One way of keeping fit is running. For those unfamiliar with the term, I’m referring to walking at a really fast pace. And yes, it’s best done outdoors. And no, it’s not something you only do when being chased by a horde of zombies (though you could argue that is exactly what a race feels like).
So while I’m sure many of you are active in many ways, I’m also sure that there are some of you that would like to get fitter and get started with running, but not sure how exactly. As someone who has somewhat of an obsession with the thing, I would like to offer some advice from my perspective to hopefully help move you from couch potato to mileage accumulator.
The first mistake people actually make with running and the reason why they claim to hate it is because they start off too fast. Unless you’re Akani Simbine, running shouldn’t be a sprint and it’s better to actually start off at a slow crawl than it is to increase your heart rate too drastically, despite what your heart rate monitor and medical aid might tell you. This also prevents you from getting injured as your body eases into the idea of running.
This might sound obvious, but it is something few runners, including myself, actually do often enough. You don’t need to be incredibly supple or need to over-do and end up more time stretching than running, but it is something you should do regularly and almost always after a run. (There is only value in doing it before a run if you intend running quite quickly and even then, should only be done following a warm-up run). What are the best stretching exercises? Well, that depends on your body, but the following list includes quite a comprehensive list of stretches that can be done. Focus on the areas that feel most tight to you immediately following a run, though it is important to perhaps work your way through all areas in the course of a week or so.
A little Core goes a long way
Running is not just about your legs, though it might not always seem that way. Running is essentially activate through your core, which is why you need to balance your running with some core training as well. The following core exercises are quite useful to develop the core needed for running and can also be combined with normal stomach crunches to develop your core and make running that much easier for you.
You may have already picked up here that the words ‘fast’ are not part of improving your running.
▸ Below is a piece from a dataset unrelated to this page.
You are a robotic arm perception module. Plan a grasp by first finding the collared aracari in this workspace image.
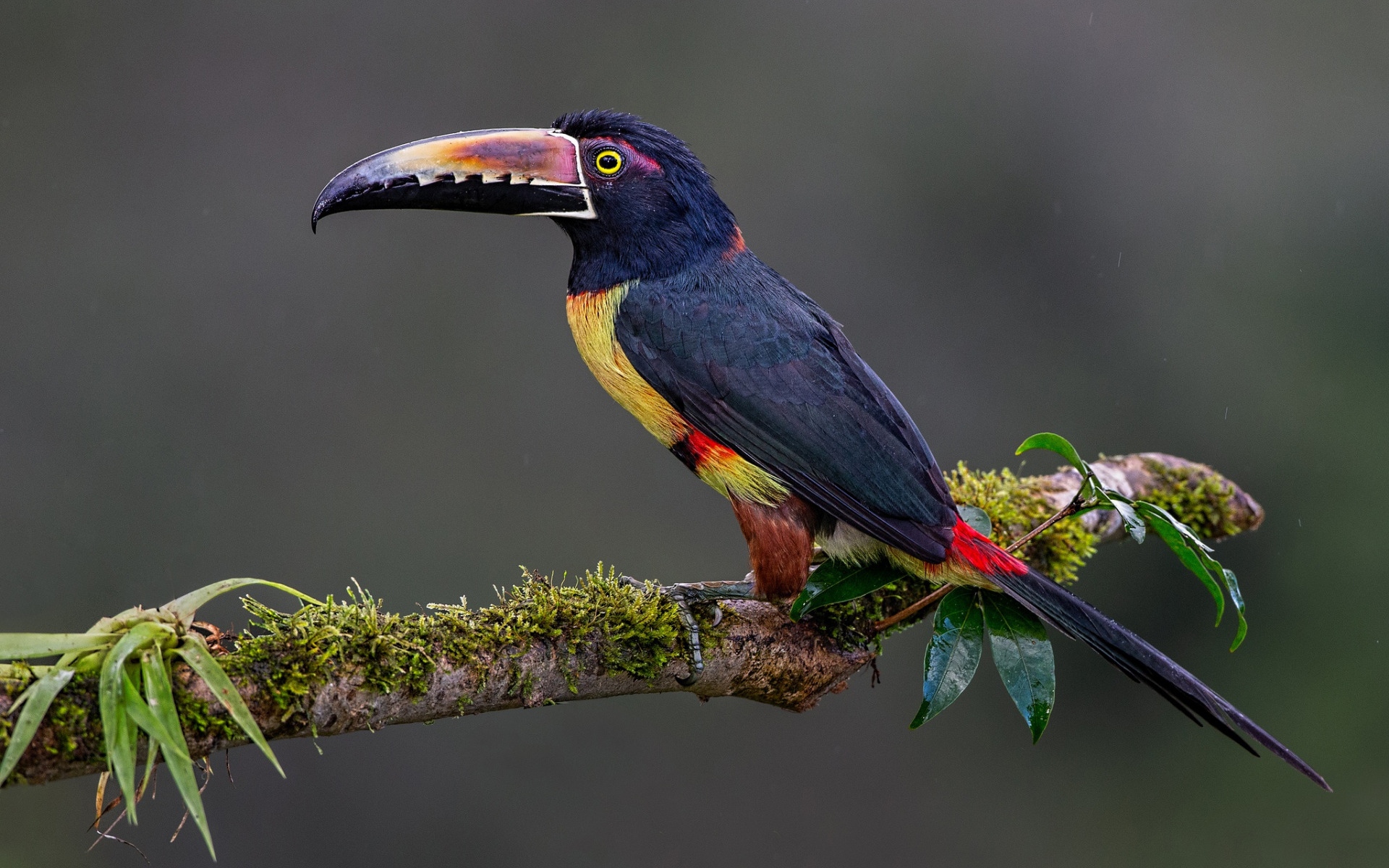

Speed work should essentially only come later once you are comfortable running a 5km distance, otherwise you are likely to get injured. While some of you might want to enter a local 10km race to get you motivated and then ramp up from barely any running to completing said race in a short space of time, this is not the best approach and normally leads to you suffering more in your run than you should, leads to possible injury and is the reason people then stop running so quickly again. Rather ease yourself into it.
If you start out with a 2km slow run, do several more of those before increasing the distance or considering a tougher hilly route. The key to long-term running is getting your body used to it and the best way to achieve this is with slow increments. It might feel frustrating because you want to achieve more, but you will gradually improve and over time you will likely develop into a stronger and better runner than those friends who just jumped straight into the higher mileage runs.
Sorry to disappoint you, but if you want to keep running, you need to do it regularly. At least 3 times a week otherwise you will find your body won’t adapt as well as you would like. I know this means more time away from your TV and games but just imagine how much better you will feel when your gaming actually improves because your mind is suddenly a lot more alert. This may be an article about running, but it will also benefit you mentally too.
It might sound clichéd, but physical exercise is incredibly good for you. And even if you choose to get your physical exercise in another activity apart from running, what matters is that you do your best to keep a healthy lifestyle. There are a lot of benefits to staying fit that I won’t go into detail here, but needless to say that as you get fitter, many things in life actually get easier. Don’t believe me and try it out.
Hopefully this will help you get motivated to run more and if it hasn’t, well remember that when the inevitable zombie apocalypse does indeed arrive, your ability to run faster might count for something. Don’t say I didn’t warn you.